Laporte, who made his name with Stade Francais raising them within three years from a third division side being watched by six spectators to champions, claimed that he wasn't interested in players who had other interests outside of rugby.

"There is no distinctive Laporte style of play but I insist on each member of the team not shirking his repsonsibility and putting in hard tackles because that is the way the rest of the world plays," said Laporte, who was never capped by France but as a combative scrum-half inspired Begles Bordeaux to the 1991 championship.

"Also I absolutely insist on iron discipline and that the players apply themselves 150 percent.

"I want every one of them to talk about rugby the whole time and nothing else," he added.

Laporte, who has stripped Raphael Ibanez of the captaincy and replaced him with grizzly lock Fabien Pelous, said that he would not stand for the French playing dirty - accusations that were levelled at them after they stunned the All Blacks in the World Cup semi-final.
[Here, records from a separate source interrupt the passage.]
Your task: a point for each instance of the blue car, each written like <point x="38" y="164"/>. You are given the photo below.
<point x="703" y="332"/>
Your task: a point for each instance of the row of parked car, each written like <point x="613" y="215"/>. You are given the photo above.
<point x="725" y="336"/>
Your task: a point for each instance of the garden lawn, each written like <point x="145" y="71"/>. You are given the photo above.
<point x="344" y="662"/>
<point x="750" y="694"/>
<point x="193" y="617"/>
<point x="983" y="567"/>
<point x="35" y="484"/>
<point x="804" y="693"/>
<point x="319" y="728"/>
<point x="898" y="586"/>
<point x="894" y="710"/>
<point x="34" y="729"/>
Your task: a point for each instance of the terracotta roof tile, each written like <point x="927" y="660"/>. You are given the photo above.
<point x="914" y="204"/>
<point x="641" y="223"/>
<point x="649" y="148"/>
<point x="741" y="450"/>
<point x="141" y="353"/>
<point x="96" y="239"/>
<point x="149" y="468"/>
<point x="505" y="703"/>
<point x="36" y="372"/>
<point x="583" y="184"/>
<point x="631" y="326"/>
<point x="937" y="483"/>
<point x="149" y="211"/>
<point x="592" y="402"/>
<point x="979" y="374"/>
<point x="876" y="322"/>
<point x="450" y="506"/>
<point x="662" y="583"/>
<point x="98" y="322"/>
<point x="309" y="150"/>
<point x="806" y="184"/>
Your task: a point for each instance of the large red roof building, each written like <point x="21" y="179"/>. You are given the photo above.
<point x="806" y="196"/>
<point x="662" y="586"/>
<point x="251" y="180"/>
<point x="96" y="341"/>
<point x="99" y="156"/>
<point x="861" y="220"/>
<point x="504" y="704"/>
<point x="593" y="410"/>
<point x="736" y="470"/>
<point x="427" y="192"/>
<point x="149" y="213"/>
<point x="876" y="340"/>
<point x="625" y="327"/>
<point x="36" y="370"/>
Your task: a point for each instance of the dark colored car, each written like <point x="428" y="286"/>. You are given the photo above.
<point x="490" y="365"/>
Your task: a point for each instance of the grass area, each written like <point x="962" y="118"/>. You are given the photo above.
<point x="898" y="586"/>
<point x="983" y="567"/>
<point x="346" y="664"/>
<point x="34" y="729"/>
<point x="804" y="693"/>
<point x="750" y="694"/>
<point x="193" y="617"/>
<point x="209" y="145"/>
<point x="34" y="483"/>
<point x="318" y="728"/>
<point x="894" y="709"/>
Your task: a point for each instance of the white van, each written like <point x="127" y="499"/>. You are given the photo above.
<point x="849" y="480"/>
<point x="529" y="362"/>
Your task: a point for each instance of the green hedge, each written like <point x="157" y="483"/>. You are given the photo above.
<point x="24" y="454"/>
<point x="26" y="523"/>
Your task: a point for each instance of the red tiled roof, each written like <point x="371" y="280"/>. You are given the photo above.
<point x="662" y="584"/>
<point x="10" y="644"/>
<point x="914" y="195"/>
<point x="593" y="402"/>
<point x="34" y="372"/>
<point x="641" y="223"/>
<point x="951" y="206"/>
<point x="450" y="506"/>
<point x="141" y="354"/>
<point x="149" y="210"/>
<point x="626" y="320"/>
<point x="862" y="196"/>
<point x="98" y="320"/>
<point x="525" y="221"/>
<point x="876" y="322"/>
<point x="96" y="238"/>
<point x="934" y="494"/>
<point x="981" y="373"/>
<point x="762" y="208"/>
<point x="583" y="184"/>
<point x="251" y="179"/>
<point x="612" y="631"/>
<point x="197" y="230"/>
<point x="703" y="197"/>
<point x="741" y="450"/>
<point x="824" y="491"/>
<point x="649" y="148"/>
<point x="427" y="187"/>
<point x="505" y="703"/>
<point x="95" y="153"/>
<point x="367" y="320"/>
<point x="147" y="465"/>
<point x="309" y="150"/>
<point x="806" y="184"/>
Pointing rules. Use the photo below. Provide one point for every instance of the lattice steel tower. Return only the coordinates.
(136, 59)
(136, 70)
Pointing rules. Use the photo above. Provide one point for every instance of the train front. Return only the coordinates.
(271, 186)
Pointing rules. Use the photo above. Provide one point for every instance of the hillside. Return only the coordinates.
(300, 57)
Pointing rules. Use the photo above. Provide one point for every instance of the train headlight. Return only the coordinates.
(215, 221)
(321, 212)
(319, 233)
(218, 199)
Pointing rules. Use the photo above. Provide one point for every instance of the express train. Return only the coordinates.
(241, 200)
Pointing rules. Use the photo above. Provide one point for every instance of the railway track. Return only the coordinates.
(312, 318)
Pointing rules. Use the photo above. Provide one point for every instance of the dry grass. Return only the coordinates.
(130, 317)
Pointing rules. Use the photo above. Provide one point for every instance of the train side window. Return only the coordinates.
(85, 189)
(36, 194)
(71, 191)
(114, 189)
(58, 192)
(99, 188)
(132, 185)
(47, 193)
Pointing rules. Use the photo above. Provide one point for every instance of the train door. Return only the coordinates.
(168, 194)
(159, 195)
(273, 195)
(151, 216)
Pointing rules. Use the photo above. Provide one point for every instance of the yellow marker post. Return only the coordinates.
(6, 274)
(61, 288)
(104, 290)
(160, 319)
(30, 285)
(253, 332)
"We are in the shop window and have to sell our sport to the young," he said.

"I am not interested in a victorious French team that plays dirty. The French team must inspire young boys to play the game and they need idols to encourage them to do that," he added.

Laporte, who said that no-one should feel he had a divine right to a place in the starting line-up and that he would not hesitate to replace them with players from the French A team, denied that he was already fashioning a team for the 2003 World Cup.

"I haven't even given it a moment's thought as it's too far away at the moment," he said.

"In any case I may not last that long!" he added.